Which database for time-series data?

Hi,

I am building my channels based app, users will be sending their lat, long as messages each 1 second, I need to store all the messages, there could be hundred of thousands users sending their locations, the message size is less than 100 byte.

The question is, what is the recommended db to go with? As I will be storing all those messages in real time… ? Each process (channel) will store the message once it’s received via Task.async

Please advice!

4 Likes

Are you going to need all that information forever? I think probably not (Rather, you’d want to create some smoothing algorithm that only stores a location once it is far enough from a users previous location).

If I am correct in that assumption, I think that you could store the first, real-time information using Mnesia (which is Erlangs built-in in-memory database that is made for concurrent read/writes), and after processing this information, store the smoothed values in a more conventional relational database such as PostgreSQL.

3 Likes

InfluxDB came to mind because it focuses on storing time-series data. There is also TrailDB which was recently released by AdRoll but may not fit your use case as well.

In general, I would think about appending these messages to a log like Apache Kafka or RabbitMQ, and then creating subscribers/consumers which store that data in special purpose databases like InfluxDB. This allows for more flexibility as your application grows.
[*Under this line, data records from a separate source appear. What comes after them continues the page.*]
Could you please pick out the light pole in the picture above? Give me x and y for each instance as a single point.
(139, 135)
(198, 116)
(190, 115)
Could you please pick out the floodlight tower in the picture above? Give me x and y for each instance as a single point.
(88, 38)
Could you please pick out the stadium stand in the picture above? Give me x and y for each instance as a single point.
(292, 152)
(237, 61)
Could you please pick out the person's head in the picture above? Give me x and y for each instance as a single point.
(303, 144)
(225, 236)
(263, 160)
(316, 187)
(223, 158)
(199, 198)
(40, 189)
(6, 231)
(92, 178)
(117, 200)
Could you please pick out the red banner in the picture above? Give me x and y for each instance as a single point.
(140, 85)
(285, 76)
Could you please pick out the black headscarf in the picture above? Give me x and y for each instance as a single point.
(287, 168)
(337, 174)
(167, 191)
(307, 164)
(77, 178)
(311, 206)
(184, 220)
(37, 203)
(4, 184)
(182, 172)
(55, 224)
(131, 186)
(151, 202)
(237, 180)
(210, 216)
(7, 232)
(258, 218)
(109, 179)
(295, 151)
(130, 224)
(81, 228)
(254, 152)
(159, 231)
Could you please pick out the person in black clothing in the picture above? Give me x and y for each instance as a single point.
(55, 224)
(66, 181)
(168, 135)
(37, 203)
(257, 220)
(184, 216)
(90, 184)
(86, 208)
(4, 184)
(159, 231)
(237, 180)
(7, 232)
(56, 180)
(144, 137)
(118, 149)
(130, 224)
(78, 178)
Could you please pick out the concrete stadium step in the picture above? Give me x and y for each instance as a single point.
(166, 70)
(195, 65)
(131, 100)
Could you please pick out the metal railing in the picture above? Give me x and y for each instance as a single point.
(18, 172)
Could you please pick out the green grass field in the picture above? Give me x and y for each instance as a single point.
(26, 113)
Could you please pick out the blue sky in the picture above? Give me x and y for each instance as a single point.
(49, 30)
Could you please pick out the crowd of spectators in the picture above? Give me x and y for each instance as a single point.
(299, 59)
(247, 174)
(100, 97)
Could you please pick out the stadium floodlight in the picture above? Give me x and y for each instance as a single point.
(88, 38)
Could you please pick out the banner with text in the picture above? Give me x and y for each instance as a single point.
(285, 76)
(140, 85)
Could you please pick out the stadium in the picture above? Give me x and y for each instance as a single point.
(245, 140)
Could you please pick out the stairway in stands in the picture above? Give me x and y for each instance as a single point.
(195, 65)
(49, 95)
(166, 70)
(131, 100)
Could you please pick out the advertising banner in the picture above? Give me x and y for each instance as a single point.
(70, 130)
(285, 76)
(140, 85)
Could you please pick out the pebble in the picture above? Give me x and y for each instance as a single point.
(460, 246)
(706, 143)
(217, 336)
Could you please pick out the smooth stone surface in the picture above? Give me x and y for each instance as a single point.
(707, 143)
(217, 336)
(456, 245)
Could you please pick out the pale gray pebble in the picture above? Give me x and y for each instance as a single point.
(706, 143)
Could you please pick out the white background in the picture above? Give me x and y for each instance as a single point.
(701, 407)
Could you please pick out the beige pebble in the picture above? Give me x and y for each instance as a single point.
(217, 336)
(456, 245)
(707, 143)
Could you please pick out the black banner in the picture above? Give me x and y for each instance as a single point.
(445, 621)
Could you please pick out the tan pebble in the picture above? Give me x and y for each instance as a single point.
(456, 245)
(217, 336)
Consider the following diagrams:



sources:

6 Likes

Yes I agree Apache Kafka is the best message queue right now. It can very easy scale adding more nodes if needed.

But the main question is what you will do with this data, how do you process this data and how do you want to access this data later.

If you have kafka you can have many consumers, process data and put it to different destinations.

There was interesting article on Arts Technica Power tools: Sorting through the crowded specialized database toolbox

You could put also data into http://lucene.apache.org/solr/ or https://www.elastic.co/products/elasticsearch if you want to have data optimized for search.

if you are only interested to query data over time maybe time maybe influx db is good for you
Overview of influxdb

Summary:
You always optimize data how you access it later.

3 Likes

You might want to try Riak TS.

2 Likes

Riak TS is engineered to be faster than Cassandra.

Thanks, I just discovered Cassandra few days, and now Riak TS! :grinning:
How would I consume Riak TS inside my elixir app? it seems that Cassandra’s community is much bigger than Riak TS…

1 Like

Riak TS is kind of new, that’s why the community is rather small at the moment.

You can use the riak client (timeseries release): https://github.com/basho/riak-erlang-client/releases

The official documentation has snippets to work around with querying and data processing.

1 Like

I have installed Riak via docker:


And I have installed Elixir Riak client:

Connecting worked fine:
{:ok, pid} = Riak.Connection.start_link('192.168.99.100', 32774)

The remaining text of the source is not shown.